The Grill Room at the Windsor Court Hotel. The Windsor Court has sought to reestablish its eminence for years now with a number of different chefs, none of which have really met with much success. Until now. A recent shakeup at top levels of management brought in new General Manager David Teich, whose background in food and beverage dovetailed nicely with his desire to revive the Windsor Court’s languishing flagship restaurant. The result is the return of The Grill Room.

Mr. Teich brought with him from Charleston Place Executive Chef Drew Dzejak who overhauled the menu. The result is a non-traditional matrix of choices; essentially four parallel mini-menus, each with its own theme. The profiles are “Southern,” “Unadulterated,” “Steakhouse” and “Indulge,” and each offers two appetizers and two main courses, along with a side. Guests can pick and choose however they wish; for example, the Crudo of Yellow Fin Tuna from “Indulge” might pair well with the Halibut off “Unadulterated.” In arranging the menu this way The Grill Room hedges its bets: It can accommodate the high-end business traveler with the tried-and-true, while at the same time offering Chef Dzejak a lot of rein to populate the other menu slots with more creative fare.

Off the “Southern” Side, the real surprise with the Jumbo Lump Crab Cake was in the Tomato Bacon Vinaigrette – really more of a bacon-infused tomato reduction with real depth of flavor. Off the “Indulge” side, an appetizer of Grilled Foie Gras and Lobster came drizzled with sweet sherry and honey vinaigrette. The foie gras serving was modest but tasty, seared on a grill and served near its unctuous melting point.

For entrées, a Filet Mignon Duo off “Indulge” got embellishment from a cube of tender braised beef short rib and mashed potatoes supercharged with foie gras. By contrast, the Halibut off “Unadulterated” was an exercise in understatement, letting a portion of the cold-water flatfish cooked to opaque perfection speak for itself, supplemented only by the inclusion of some tiny rock shrimp whose sweet flavor was sharpened with a white balsamic vinaigrette.

Time will tell if this latest iteration of the Windsor Court’s flagship restaurant takes root, but given the scale of the transformation and the vertically stacked turnover of management, it is no exaggeration to say that a new day has dawned at the Windsor Court.

Le Meritage at the Maison Dupuy.

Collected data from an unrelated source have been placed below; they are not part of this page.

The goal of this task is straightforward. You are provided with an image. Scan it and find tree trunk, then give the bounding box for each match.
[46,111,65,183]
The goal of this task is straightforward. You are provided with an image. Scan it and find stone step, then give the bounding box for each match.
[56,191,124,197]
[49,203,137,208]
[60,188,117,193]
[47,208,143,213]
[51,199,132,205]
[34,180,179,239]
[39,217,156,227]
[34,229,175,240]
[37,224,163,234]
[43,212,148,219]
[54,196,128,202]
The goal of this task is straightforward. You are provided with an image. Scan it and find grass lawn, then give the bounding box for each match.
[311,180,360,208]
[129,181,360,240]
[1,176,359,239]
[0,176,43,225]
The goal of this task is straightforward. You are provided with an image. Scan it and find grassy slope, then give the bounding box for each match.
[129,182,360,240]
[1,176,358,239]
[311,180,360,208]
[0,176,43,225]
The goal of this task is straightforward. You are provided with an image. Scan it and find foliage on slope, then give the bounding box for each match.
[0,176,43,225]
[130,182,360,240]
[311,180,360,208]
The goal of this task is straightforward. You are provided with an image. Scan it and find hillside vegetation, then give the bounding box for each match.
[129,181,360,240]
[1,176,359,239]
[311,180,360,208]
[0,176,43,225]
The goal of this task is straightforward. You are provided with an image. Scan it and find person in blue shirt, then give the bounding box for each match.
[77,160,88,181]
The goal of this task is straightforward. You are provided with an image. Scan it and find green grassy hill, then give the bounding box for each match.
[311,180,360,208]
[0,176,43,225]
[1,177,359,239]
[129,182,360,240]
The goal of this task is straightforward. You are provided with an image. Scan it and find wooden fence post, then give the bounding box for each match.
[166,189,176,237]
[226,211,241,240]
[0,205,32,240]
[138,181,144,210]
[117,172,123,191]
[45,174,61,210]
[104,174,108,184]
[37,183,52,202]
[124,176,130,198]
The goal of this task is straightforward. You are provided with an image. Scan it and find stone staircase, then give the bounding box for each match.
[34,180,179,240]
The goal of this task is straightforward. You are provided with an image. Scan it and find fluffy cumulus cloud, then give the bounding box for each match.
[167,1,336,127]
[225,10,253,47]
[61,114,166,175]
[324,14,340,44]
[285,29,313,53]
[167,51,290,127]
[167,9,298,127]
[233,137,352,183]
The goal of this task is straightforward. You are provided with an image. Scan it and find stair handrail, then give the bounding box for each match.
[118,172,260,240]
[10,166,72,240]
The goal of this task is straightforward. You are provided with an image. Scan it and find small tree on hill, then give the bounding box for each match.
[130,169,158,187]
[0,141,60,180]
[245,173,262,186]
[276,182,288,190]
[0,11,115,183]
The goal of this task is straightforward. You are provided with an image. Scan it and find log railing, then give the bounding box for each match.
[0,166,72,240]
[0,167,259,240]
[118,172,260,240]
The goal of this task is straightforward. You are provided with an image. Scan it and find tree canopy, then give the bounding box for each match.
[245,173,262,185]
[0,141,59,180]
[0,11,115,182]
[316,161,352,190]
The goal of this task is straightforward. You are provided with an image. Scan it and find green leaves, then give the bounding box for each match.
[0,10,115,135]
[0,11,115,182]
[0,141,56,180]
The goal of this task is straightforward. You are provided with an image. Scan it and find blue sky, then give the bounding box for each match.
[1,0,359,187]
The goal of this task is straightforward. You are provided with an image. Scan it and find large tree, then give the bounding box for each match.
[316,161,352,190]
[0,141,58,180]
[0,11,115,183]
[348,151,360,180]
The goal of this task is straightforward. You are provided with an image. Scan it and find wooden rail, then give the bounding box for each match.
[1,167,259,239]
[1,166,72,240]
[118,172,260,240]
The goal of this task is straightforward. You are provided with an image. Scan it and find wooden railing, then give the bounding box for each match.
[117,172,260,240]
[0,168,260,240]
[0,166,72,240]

While the driving concept behind Le Meritage is wine, the food hasn’t been left behind. In a slightly more complex iteration of the matrix-style menu employed at Windsor Court, Le Meritage’s menu is built around small blocks of dishes in groups of three, with a complementing selection of three wine options. For example, the “Sparklers” section pairs a choice of Fried Oysters with citrus-zest spiked horseradish, Crabcake, or Smoked Salmon Napoleon with a choice of three champagnes and sparkling wines. The wines are available by the half- and full-pour, and all dishes are offered in small and large portions.

Sound complicated? It is and it isn’t. The main thing to remember is just to have fun. While the layout of the menu was initially distracting, the first thing I noticed when my Duck Two Ways arrived at the table was that here was a wine-centered concept that hasn’t lost sight of the food.

Presentation is top-notch, with slices of rare duck breast topped with fig compote, a seared cut of foie gras atop a warm puck of duck confit, and some seared fingerling potatoes to round it out. Keep in mind this was the “small” selection, and the attention to detail in plating was commendable. The follow-through on this was consistent throughout the meal. The Rabbit Tenderloin came with tagliatelle pasta made in-house, and the Gulf Shrimp and Grits was accompanied by smoky Tasso ham and red eye gravy. The 2006 Graffigna Argentine Malbec was a sturdy complement to the pair of Lamb Chops served with sweet potato, apple and bacon hash.

The downside to Le Meritage is the high prices. Coupled with the unfamiliar mix-and-match ordering, the result can be some fuzzy math for those trying to mentally keep track (like the “Tapas Effect,” only compounded). Valet parking at the Maison Dupuy is complimentary, however – a plus.